Different glands boss around different parts of your body. The butterfly-shaped thyroid gland in your neck tells your cells how quickly to use up their fuel. The tiny pine-cone shaped pineal [pie-nee-ul] gland in your brain controls your sleep. Your corncob of a pancreas in your abdomen controls the amount of sugar in your blood (this is the organ that malfunctions in Type 1 diabetes). Many parts of your digestive system (stomach, small intestines, etc.) also produce hormones that can affect your mood, which is what we can thank for the word “hangry.”

For puberty, the body’s time of maturing, the most important gland is the pituitary gland. This guy is like the master commander than tells all the other glands what’s what, as well as releasing the growth hormone at the right time. I’m sure you’ve guessed that the growth hormone makes you grow, increasing the size of your bones, muscles, and organs. Your brain also produces hormones that cause the development of the reproductive system – the organs used for producing offspring.

The reproductive system is the only system that is dramatically different between males and females. Hormones from the brain stimulate the development of the ovaries (which produce eggs in women as well as the hormone estrogen) and the testes (which are responsible for making sperm and the hormone testosterone in men). Estrogen and testosterone are responsible for many of the other sexual differences, such as deeper voices and greater aggression in men and the growth of breasts in women.

In addition to ovaries, women have other parts in their reproductive system. The uterus, or womb, takes center stage as the potential home for developing baby. About once a month, an egg travels there from one of the two ovaries through the Fallopian tube. If the eggs is not fertilized, it passes out the opening in the uterus called the cervix as the woman’s menstrual cycle (also known as a period). If the egg is fertilized, it will attach itself to the uterus and begin to develop.

Like all mammals, babies have a special organ called a placenta while they are growing in the womb. This absolute powerhouse of an organ provides all the oxygen and nutrients the young one needs, delivered from the mother’s blood directly to the baby’s through the umbilical cord (you can see the remnants of your umbilical cord in your belly button). While growing, the baby is bathed in amniotic fluid, something like saltwater that also has antibodies to keep the baby healthy.Nine months later (give or take), the baby will exit the uterus through the cervix and out the birth canal (also known as the vagina), into the world of light and sound.

Of course a baby cannot come into the world at all without a father as well.
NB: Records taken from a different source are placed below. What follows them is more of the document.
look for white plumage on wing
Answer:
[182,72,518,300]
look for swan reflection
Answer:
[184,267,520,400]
A man’s reproductive system is centered around the testes, which make about 100 million sperm every day after puberty (that comes out to over 2 trillion sperm in a lifetime). The sperm reaches the egg during sexual intercourse when the man and woman join together their penis (yes, sperm comes out of the same place as urine!) and vagina. During intercourse, the sperm go on a bit of a roller coaster ride, going through the vas deferens way up to near the small intestines until looping back down through the prostate gland. Here the sperm get special fluid that protect them before traveling through the urethra and out the penis. Sperm then have to try to reach the egg, starting from around 200 million sperm to just a handful ending up anywhere near an egg. If one lucky sperm reaches the egg, it will burrow into it and fertilize it. The egg can then implant in the uterus, allowing the zygote to develop into a newborn baby.